3. Take Inactive Plugins Off of Your Site
If you haven’t used a plugin in a while, it’s time to take it off your site. We’ve already mentioned the risks associated with plugins. So to keep the stakes low, cleaning out inactive plugins is the best way
To remove inactive plugins simply log on to your dashboard and check out the “Plugins” section. Plugins that are diasbaled are listed under the “Inactive” tab.
Click “Deactivate” and then “Delete” to remove a plugin with all of its files.
4. Only Install Reputable Plugins
When selecting new plugins to add to your site, there are a few steps you can take to make sure that they are legitimate.
First thing to check with a plugin is when it was last updated. Well performing plugins usually release updates and bug fixes as frequently as every week.
Second you need to check the total number of downloads and reviews a plugin has.

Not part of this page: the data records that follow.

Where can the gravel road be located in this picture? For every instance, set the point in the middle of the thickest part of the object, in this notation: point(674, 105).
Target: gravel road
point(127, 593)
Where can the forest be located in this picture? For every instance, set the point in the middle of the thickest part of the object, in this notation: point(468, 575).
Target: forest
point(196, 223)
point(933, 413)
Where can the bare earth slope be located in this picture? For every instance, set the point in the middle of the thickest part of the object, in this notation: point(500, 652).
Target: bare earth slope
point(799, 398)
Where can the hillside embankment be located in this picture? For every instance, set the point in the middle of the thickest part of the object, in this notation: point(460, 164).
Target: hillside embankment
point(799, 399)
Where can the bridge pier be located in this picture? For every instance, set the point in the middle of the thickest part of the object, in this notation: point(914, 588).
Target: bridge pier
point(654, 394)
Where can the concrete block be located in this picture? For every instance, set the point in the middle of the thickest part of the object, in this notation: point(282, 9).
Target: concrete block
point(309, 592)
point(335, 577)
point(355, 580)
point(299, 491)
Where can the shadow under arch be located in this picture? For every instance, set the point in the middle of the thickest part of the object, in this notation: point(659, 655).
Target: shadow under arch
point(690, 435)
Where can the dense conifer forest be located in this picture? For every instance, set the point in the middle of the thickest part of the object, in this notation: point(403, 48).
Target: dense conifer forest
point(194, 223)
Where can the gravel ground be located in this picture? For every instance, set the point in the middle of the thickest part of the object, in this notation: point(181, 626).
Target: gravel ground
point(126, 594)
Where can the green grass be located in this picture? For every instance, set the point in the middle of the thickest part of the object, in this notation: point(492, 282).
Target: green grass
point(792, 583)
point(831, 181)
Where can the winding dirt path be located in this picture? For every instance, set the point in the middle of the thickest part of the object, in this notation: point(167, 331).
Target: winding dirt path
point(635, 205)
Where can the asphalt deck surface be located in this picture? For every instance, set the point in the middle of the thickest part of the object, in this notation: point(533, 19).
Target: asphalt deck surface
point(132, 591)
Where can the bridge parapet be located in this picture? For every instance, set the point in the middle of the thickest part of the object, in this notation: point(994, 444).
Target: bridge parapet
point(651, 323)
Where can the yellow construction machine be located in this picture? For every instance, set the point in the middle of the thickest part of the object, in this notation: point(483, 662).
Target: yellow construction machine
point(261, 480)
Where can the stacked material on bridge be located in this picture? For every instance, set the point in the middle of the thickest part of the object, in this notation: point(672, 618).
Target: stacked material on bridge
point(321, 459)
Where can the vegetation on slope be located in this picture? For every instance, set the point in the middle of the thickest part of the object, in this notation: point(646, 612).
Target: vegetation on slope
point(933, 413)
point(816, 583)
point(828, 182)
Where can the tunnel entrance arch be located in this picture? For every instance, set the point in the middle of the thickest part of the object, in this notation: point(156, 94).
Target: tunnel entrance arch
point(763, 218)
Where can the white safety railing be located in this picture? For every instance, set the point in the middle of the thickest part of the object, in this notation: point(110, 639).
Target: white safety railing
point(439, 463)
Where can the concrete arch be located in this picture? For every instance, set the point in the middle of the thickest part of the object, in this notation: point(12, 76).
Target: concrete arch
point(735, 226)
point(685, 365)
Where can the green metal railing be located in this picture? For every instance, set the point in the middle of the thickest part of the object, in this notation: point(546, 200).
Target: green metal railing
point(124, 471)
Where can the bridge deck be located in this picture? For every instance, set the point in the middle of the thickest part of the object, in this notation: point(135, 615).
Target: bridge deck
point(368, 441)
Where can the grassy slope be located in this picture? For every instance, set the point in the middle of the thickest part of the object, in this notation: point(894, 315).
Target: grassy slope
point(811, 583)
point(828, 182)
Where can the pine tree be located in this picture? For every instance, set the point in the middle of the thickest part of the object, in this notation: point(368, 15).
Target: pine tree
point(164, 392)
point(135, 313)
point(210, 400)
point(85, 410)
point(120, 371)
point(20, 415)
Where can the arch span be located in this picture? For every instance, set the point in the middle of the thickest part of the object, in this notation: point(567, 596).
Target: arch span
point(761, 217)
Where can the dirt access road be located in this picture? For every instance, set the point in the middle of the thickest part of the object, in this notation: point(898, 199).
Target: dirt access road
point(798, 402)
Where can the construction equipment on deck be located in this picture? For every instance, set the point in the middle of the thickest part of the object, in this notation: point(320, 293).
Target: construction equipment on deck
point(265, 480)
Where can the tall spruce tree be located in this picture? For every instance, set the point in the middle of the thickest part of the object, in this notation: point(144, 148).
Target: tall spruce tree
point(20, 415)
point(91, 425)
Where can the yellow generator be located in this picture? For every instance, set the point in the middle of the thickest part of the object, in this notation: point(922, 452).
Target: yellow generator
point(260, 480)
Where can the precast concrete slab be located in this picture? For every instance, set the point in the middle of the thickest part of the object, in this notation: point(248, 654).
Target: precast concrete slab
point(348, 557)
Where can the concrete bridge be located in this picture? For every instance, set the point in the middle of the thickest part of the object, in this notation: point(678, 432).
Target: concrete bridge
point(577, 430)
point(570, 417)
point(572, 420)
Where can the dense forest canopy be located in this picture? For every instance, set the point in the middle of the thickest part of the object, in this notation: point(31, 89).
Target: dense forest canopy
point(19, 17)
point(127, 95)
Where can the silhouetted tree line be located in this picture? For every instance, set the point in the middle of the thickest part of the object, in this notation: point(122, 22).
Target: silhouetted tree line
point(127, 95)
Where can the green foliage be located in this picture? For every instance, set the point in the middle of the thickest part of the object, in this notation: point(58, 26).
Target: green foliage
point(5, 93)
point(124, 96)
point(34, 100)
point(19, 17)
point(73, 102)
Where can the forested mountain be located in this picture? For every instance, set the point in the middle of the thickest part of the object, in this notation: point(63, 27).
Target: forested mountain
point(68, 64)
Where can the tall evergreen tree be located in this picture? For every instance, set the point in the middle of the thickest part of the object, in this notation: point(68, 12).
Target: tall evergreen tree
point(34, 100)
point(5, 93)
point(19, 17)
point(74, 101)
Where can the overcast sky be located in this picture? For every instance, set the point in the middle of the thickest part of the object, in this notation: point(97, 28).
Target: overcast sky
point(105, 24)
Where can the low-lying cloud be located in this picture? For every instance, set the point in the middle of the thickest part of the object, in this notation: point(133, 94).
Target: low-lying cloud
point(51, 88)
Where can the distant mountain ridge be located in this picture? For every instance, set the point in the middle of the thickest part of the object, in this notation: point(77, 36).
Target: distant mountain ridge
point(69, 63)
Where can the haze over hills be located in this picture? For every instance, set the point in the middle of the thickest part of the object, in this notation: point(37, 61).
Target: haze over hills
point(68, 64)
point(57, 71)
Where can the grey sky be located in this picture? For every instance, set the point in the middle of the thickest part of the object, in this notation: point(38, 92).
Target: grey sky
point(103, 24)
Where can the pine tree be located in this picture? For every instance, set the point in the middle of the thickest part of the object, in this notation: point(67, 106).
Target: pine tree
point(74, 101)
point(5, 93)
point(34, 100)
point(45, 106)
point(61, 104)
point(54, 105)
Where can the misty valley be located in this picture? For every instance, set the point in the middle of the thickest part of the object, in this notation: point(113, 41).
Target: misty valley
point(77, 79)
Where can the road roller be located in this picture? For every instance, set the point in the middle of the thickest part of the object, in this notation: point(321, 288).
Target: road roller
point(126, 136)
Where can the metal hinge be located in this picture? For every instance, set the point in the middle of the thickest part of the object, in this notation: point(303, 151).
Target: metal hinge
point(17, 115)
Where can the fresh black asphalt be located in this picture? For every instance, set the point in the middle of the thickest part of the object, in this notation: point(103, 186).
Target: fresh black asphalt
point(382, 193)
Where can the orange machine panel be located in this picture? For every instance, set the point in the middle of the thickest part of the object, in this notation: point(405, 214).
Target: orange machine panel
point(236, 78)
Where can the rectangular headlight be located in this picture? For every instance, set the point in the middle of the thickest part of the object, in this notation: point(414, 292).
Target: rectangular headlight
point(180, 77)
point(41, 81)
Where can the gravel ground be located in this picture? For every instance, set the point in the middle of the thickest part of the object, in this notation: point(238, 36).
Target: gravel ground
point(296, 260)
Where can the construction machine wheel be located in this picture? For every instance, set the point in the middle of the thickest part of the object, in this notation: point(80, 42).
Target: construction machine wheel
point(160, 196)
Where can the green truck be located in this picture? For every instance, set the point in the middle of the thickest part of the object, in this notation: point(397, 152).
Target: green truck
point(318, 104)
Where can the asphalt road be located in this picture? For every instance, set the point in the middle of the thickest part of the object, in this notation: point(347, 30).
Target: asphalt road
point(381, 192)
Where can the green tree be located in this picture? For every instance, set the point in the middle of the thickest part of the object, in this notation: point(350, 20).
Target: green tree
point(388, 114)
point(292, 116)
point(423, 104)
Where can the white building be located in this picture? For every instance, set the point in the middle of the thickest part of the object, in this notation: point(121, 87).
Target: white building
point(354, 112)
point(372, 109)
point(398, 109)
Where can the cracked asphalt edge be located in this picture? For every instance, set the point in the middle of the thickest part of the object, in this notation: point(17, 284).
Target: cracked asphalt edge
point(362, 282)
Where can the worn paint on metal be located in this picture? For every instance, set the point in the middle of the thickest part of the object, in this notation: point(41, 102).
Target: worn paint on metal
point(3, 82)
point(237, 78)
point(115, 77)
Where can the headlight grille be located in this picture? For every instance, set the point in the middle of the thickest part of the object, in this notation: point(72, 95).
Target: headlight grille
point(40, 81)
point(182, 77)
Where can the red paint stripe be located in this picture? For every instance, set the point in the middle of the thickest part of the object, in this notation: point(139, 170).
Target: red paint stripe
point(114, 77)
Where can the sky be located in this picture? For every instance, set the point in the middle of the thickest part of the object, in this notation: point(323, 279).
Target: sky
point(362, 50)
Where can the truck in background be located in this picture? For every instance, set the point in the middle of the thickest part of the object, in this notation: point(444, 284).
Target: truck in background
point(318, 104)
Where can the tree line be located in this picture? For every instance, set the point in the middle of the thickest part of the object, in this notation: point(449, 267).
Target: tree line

Downloads over 100,000 and an average 4-stars rating is a great place to start.
Thirdly, Click on the “Support” tab in the plugins description. Ideally it should take you straight to a forum or support page. Otherwise, you need to find an alternative.
Review a plugin’s code before downloading to make sure that it’s as clean and short as possible.
5. Install plugins that comes with all-in-one packages
Since plugins come in all shapes and sizes, how these plugins work can vary in a lot of ways. One such difference can be whether a plugin is a stand alone all-in-one solution or if it requires additional packages to enable features.
FluentForms and Ninja Forms are the perfect example for this. While FluentForms Pro add-on is installed complete with all features, Ninja Forms requires you to download additional paid add-ons for individual features.
When it comes to keeping your website fast and easily manageable FluentForms is definitely the best option. It’s easier to manage one plugin rather than hundreds of add-ons across plugins.
It might seem that having add-ons for pre-existing plugins is great until the numbers start to pile on. Use more than 3 of such plugins and your website will become a nightmare to manage. Not to mention that more add-ons mean more moving parts, which makes your website even more vulnerable.
We hope this blog helped you with keeping your website safe and functioning. Especially since the latest Google updates are going to put a lot of emphasis on site health and efficiency. The beauty of WordPress is the freedom it gives its users. On the flip side it makes WordPress websites vulnerable and tricky to manage.
Regardless of your experience with WordPress, a WordPress plugin expert can offer you reliable insight about the key plugin decisions. If all else fails the WordPress community will definitely come through. Feel free to communicate on Twitter or Slack to get trustworthy advice on any plugin.
While the point of using a CMS like WordPress is to avoid learning code, it can still pay to have that knowledge. However, the best thing you can do is be sincere and attentive towards your websites’ health. It can save your assets from abuse more often than not.